The Christmas season will always be my favorite season of the year.
Friends, Family and Food – What more can you ask?!
Yet, at the end of each Christmas, I cannot help but feel a pang of guilt on the amount of waste I created. Opened wrappers, half-eaten food and plastic toys are just a few of many things that contribute to my overwhelming sense of shame.
What really slams the nail on the head is the thought; If my own waste during this season is so high, what must be the cumulative waste of society?
Christmas lights and trees – The harbinger of environmental doom
Christmas lights look beautiful on snowy nights.
All houses during Christmas are filled with lights of every color. The sight can be beautiful and breathtaking. Yet these light bulbs are switched on for at least 7 hours a day. This emits enough CO2 to fill up 5 balloons!
Now imagine this happening every day for every single house.
NASA reports that Earth is almost 50% more lighted during the Christmas period. This might result in aliens spotting us more easily, but it also results in the disruption of many eco-systems. The lighted environment interferes in the sleep patterns of many animals (including humans).
Christmas trees, they bring pleasure at such ease.
Christmas trees are amazing to have in the house. Some of my most fond memories are of opening beautiful presents that were under the tree. Unfortunately, this year our artificial tree showed its first sign of decay; it cannot stand fully straight anymore. We will probably have to replace it soon.
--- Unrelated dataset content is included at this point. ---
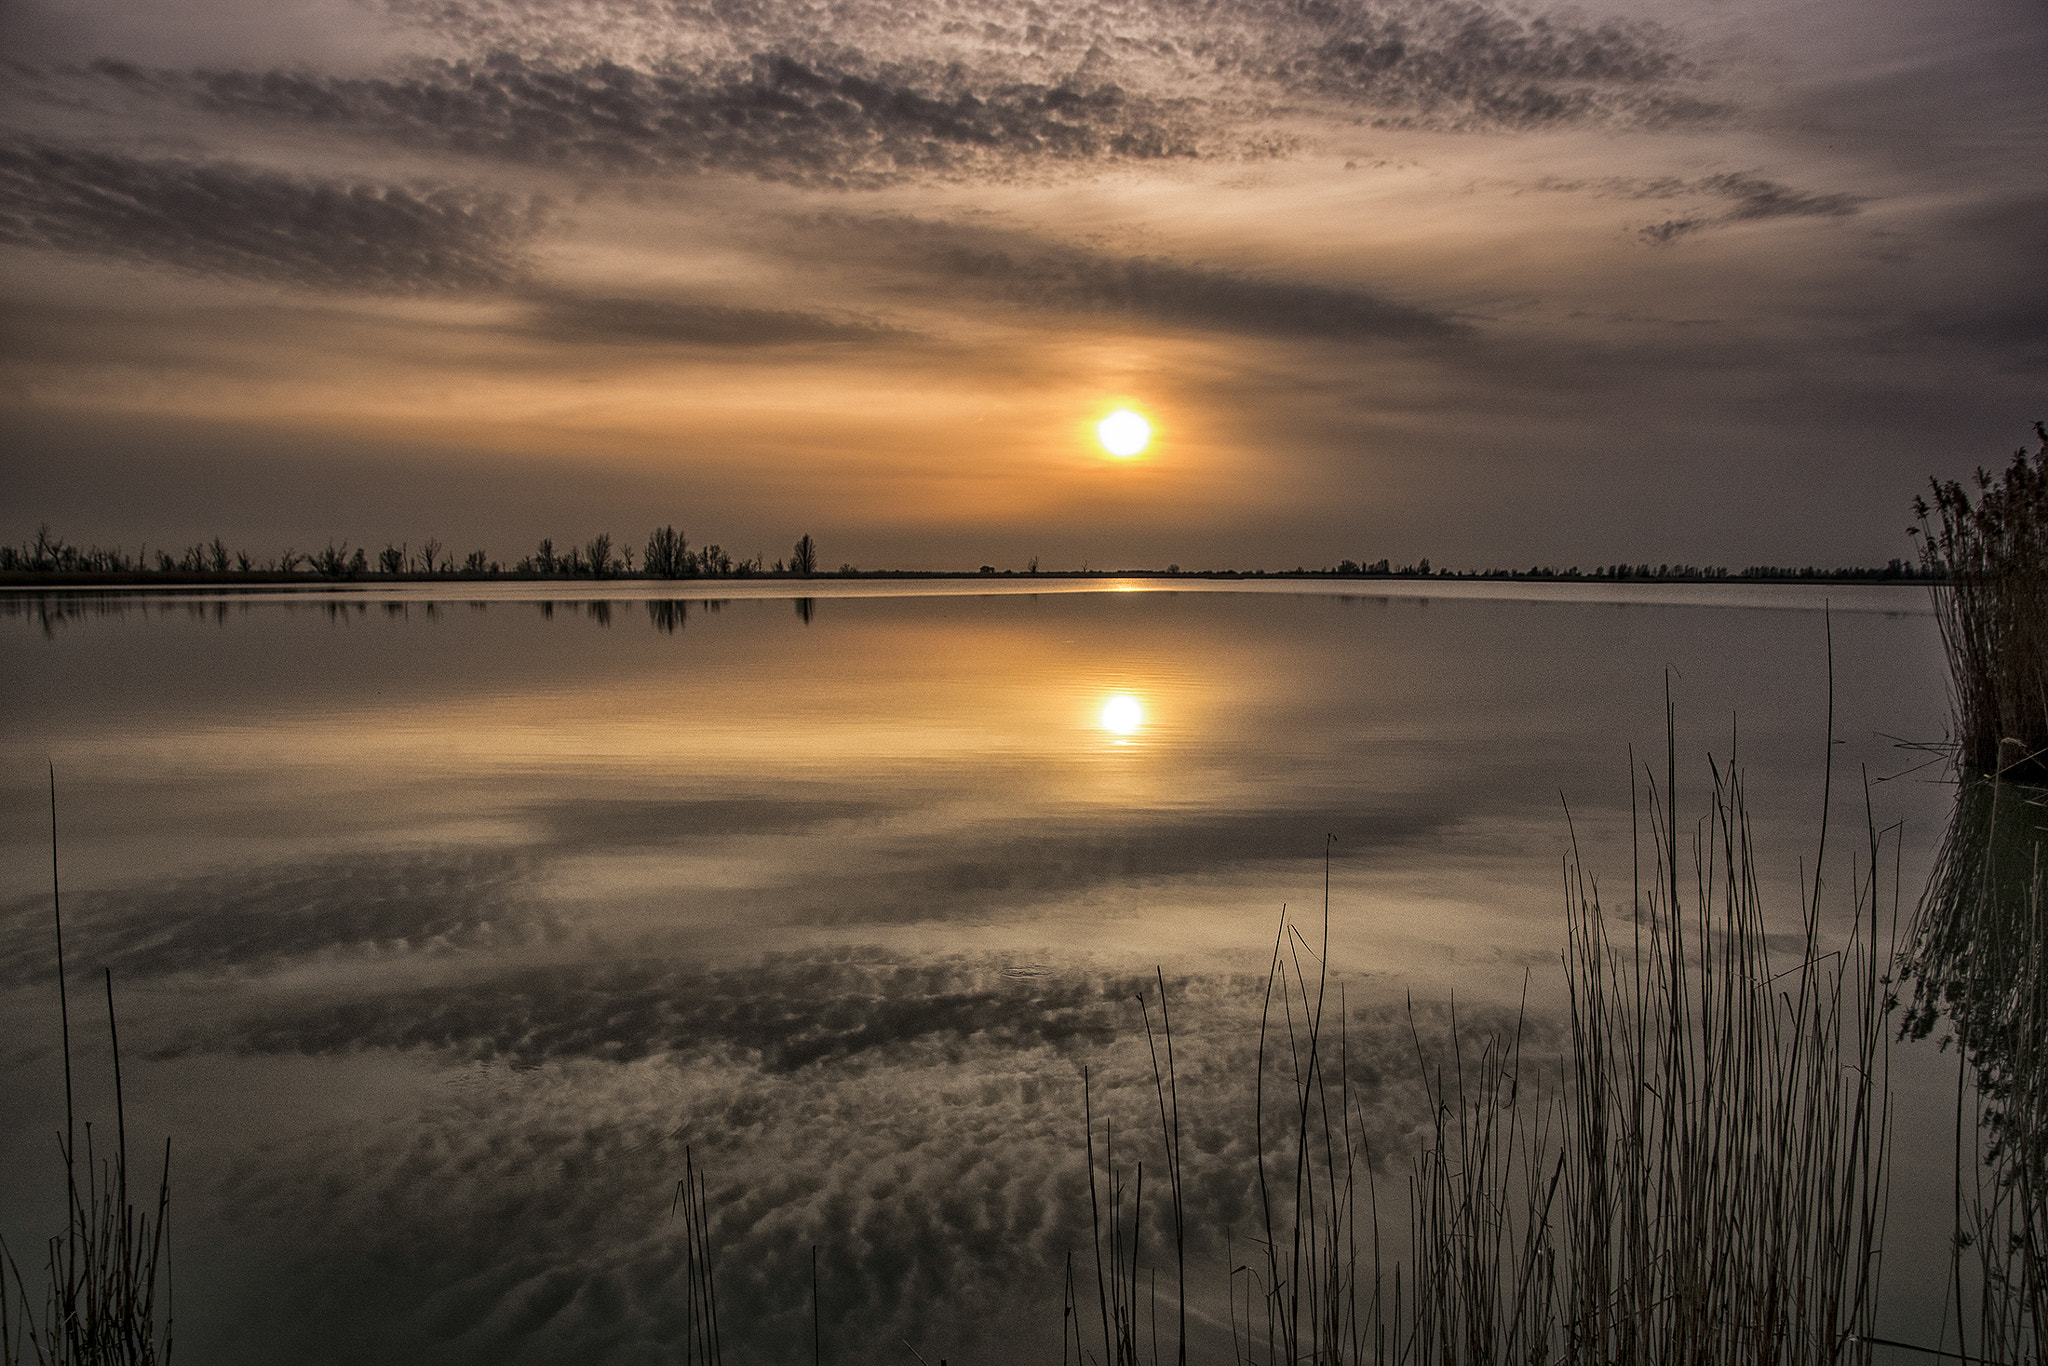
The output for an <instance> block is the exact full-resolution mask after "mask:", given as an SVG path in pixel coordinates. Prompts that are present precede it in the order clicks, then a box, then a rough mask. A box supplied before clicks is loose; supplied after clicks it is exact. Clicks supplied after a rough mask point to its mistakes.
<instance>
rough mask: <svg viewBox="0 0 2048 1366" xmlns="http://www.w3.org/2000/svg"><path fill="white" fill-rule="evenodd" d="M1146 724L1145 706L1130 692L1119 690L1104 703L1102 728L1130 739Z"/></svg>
mask: <svg viewBox="0 0 2048 1366" xmlns="http://www.w3.org/2000/svg"><path fill="white" fill-rule="evenodd" d="M1141 725H1145V707H1141V705H1139V700H1137V698H1135V696H1130V694H1128V692H1118V694H1116V696H1112V698H1110V700H1108V702H1104V705H1102V729H1106V731H1110V733H1112V735H1118V737H1124V739H1128V737H1130V735H1137V731H1139V727H1141Z"/></svg>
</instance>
Almost 5.3 million artificial trees are bought in the UK every year. These trees are produced in China, Taiwan or South Korea and are non-biodegradable. This means that they ultimately stack up in landfills.
Gift Wrappers – Pretty but deadly
The problem with gift wrappers is that they elicit a wonderful sense of surprise but after one use, they get thrown out.
Gifts and more gifts!
According to the telegraph, we can pretty much wrap the whole of Earth 500 times with the gift wrappers we waste.
There is also 4,500 tons of tin foil and 125,500 tons of plastic packaging used during Christmas.
Furthermore, it is quite sad to think about the number of resources required to make all these wrappers/packings.
Food – Not fun for the environment.
We eat almost 80% more food in December than at any time of the year. Almost 10 million turkeys, 370 million mincemeat and 205 million glasses of champagne are consumed each year during Christmas eve.
Why do we waste so much?
We waste a lot because we are buying more than we actually need. However, this is not completely your fault. There are many reasons for this indulgence in consumerism. Below are a few:
Advertisements are probably the biggest reason for our over-expenditure. I cannot walk down a single road without getting bombarded by how ‘tis the season.
Movies also play a great role in influencing society. Almost every Christmas film highlights the eating of a lot of food and the spending of money on gifts.
How to have a “green” Christmas?
If you have come to the realization that you did waste during this Christmas, then fear not! The past is the past and we should simply look forward to having a green Christmas next year.
Here are some alternatives to some of the things that cause a lot of waste:
Christmas lights – Rather than buying conventional Christmas lights, try to buy LED lights. They do not harm your wallet and cost much less on the environmental scale.
Christmas trees – I can understand why buying a real Christmas tree is expensive. But what about renting a Christmas tree? Many companies such as Freecycle are giving you the option to rent Christmas trees for a relatively cheap price.
Why not give it a go?
Gift wrappers – There are many alternatives to gift wrappers such as clay pots, grocery bags, reused gift bags, etc. Just be creative or look it up on YouTube!
The key to no waste is to be aware of your actions. Always ask yourself:
Is it really necessary to buy this?
Spend a few days planning out what you want to consume this Christmas. Take your time. Benjamin Franklin put it well:
Take time for all things, great haste makes great waste.